I'm looking for fastest way to get distance between two latitude and longitude. One pair is from user and the other pair is from marker
. Below is my code :
import geopy
import pandas as pd
marker = pd.read_csv(file_path)
coords_2 = (4.620881605,101.119911)
marker['Distance'] = round(geopy.distance.geodesic((marker['Latitude'].values,marker['Longitude'].values), (coords_2)).m,2)
Previously, I used apply
which is extremely slow :
marker['Distance2'] = marker.apply(lambda x: round(geopy.distance.geodesic((x.Latitude,x.Longitude), (coords_2)).m,2), axis = 1)
Then, I used Pandas Series vectorization :
marker['Distance'] = round(geopy.distance.geodesic((marker['Latitude'].values,marker['Longitude'].values), (coords_2)).m,2)
I'm receiving error :
ValueError: The truth value of an array with more than one element is ambiguous. Use a.any() or a.all()
I added all()
and any()
to test (such that marker['Latitude'].values.all(),marker['Longitude'].values.all()

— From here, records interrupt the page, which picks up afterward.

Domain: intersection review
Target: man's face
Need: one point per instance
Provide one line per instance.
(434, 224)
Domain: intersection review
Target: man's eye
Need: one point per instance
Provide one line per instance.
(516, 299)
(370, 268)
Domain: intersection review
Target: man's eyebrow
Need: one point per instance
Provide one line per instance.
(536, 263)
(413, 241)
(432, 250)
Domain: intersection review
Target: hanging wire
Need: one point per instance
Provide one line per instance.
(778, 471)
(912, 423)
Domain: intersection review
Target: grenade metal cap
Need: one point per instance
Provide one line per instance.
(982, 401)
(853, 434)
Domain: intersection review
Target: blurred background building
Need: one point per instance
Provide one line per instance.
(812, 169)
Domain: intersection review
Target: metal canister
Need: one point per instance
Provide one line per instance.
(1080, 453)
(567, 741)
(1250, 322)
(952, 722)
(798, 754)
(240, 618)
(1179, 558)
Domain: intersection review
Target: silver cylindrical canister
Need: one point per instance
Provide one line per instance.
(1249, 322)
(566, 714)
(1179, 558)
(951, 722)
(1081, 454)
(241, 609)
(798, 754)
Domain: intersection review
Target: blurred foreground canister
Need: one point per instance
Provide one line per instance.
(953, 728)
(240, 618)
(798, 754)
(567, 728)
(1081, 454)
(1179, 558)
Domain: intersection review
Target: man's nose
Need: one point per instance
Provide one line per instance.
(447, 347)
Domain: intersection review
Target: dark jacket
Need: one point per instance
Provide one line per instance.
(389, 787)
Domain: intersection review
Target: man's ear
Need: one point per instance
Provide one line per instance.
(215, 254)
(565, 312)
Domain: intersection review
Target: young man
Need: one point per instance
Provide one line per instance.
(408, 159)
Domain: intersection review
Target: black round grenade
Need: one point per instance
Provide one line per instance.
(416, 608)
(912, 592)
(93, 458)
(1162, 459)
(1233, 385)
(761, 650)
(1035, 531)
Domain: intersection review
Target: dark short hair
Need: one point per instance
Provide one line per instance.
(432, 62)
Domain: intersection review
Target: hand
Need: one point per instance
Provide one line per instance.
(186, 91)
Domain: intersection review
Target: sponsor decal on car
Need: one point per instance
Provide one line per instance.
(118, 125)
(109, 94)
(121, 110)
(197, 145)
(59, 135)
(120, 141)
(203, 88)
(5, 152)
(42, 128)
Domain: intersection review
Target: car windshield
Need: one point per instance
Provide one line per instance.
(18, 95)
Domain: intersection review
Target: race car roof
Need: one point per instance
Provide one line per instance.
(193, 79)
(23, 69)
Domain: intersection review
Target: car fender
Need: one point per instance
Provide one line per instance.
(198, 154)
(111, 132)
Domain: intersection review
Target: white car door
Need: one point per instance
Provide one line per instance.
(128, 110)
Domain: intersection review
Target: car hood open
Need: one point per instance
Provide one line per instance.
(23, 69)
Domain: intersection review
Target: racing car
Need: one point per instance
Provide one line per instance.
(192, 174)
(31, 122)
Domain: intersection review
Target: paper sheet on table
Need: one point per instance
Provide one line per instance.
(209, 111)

and vice versa). However, the result calculated was entirely wrong from both any()
and all()
.
This is my result:
Latitude Longitude Distance Distance2
0 4.620882 101.119911 11132307.42 0.00
1 4.620125 101.120399 11132307.42 99.72
2 4.619368 101.120885 11132307.42 199.26
where Distance
is the result from vectorization which is INCORRECT, whereas Distance2
is the result from using apply
which is CORRECT. Simply, Distance2
is my expected outcome.
WITHOUT USING apply
, I want to produce faster result with correct output.